Das Absurde unserer Lage wird deutlich, wenn man versucht, die vielen wohlmeinenden Ratschläge des Zivilschutzes wirklich zu beachten: Man soll sich im Sicherheitszimmer nicht an eine Außenwand lehnen; man soll aber auch nicht gegenüber einer Außenwand sitzen, auch nicht in Fenster- oder Türnähe und auf keinen Fall unter einer Lampe. Wo eine durchschnittlich große Familie in ihrem meist kleinen geschützten Raum eigentlich sitzen oder liegen soll, bleibt offen. Ältere Bekannte von mir, ein Maler und seine Frau, können aus Gesundheitsgründen gar keine Gasmaske aufsetzen und ziehen es bei Alarm vor, in die Küche zu gehen und Kaffee zu trinken. Vermutlich ist dieses Verhalten nicht weniger „sicher“ als das offiziell empfohlene. Jungen steigen jetzt bei Alarm schon auf die Dächer, um „Patriot jagt Scuds“ zu beobachten. Davor wird natürlich mit Recht gewarnt, auch wenn in der letzten Zeit die Raketen auch in der besetzten Westbank runtergehen.

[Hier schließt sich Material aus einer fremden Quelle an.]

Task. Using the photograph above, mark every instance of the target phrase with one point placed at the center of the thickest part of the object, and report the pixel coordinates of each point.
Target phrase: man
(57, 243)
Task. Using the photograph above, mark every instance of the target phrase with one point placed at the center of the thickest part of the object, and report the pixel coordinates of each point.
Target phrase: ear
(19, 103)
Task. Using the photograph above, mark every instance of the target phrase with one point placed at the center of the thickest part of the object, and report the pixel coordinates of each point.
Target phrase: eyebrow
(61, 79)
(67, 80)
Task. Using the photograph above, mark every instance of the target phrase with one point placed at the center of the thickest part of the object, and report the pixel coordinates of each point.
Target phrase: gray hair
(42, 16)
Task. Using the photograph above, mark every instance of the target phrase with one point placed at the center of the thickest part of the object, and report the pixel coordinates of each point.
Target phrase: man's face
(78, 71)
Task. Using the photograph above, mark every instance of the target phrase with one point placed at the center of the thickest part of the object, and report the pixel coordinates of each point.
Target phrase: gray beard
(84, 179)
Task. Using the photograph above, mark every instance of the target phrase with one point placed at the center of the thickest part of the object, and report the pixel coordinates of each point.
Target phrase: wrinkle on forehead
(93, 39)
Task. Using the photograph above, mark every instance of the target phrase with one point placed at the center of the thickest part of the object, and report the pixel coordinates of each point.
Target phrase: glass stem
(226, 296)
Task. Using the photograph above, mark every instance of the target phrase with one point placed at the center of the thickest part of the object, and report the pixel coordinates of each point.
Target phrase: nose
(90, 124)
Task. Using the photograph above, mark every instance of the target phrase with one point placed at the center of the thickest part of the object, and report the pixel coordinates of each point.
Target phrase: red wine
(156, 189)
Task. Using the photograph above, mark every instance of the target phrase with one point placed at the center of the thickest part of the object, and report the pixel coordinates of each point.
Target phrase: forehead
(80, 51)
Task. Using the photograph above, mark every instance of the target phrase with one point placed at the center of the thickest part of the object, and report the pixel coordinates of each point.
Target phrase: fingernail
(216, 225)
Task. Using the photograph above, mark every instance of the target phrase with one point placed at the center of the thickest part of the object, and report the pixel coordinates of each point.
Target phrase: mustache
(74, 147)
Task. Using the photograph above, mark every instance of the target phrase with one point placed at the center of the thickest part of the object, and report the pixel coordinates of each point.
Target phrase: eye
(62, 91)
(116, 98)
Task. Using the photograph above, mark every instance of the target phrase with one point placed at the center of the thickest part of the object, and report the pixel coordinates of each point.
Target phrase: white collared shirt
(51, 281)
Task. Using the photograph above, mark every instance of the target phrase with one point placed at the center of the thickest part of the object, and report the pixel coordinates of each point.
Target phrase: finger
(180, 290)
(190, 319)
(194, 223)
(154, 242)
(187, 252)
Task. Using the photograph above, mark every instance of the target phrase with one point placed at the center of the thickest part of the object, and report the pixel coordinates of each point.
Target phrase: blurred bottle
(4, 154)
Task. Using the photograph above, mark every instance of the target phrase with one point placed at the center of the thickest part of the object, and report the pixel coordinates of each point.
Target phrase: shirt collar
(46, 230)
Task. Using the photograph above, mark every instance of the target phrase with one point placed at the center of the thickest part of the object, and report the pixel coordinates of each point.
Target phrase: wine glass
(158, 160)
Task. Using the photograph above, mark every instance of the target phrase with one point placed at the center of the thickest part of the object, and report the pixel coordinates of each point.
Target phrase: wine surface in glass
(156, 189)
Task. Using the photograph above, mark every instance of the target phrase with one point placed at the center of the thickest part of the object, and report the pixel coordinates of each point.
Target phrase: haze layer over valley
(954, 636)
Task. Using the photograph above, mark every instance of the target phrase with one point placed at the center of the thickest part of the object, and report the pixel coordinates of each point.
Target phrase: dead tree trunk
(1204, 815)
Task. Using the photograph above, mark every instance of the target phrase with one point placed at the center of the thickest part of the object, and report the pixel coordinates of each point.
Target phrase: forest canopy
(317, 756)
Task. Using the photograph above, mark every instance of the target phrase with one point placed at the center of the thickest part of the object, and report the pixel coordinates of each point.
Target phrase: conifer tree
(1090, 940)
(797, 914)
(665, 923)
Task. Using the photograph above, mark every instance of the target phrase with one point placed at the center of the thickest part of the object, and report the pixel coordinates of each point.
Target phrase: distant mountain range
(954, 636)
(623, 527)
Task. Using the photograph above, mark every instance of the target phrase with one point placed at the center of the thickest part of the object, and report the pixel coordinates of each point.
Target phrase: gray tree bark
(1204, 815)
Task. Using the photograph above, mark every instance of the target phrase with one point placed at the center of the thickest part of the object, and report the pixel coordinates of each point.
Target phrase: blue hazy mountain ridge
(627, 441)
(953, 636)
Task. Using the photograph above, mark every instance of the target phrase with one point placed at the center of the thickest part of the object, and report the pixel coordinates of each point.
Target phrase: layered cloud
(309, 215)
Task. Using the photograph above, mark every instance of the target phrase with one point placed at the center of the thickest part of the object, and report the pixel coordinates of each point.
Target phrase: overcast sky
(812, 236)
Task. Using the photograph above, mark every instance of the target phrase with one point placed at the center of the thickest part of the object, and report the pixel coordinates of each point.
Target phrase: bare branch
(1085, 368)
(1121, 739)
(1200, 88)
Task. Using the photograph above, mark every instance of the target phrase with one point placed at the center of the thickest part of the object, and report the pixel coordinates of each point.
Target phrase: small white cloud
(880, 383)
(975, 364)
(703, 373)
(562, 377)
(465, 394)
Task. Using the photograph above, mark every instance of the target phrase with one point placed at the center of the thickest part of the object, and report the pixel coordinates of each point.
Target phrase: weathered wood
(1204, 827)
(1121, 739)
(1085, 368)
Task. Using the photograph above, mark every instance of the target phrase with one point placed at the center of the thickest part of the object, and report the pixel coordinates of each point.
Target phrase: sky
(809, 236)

Neben den Raketen spielen zur Zeit die Medien die zweitwichtigste Rolle. Aus ihnen erfährt man, wann ein Alarm anfängt und aufhört, wann man sich die Gasmaske übers Gesicht ziehen soll und in welchen Gebieten die Leute wann aus ihren Sicherheitszimmern herauskommen können. Unser praktisches Leben regelt also der Zivilschutz. Parallel dazu sucht uns der CNN auch noch das politische Denken abzunehmen. Wir werden mit Expertenkommentaren und „Real-time“-Berichten überflutet. Unserem Denkvermögen tut das gar nicht gut.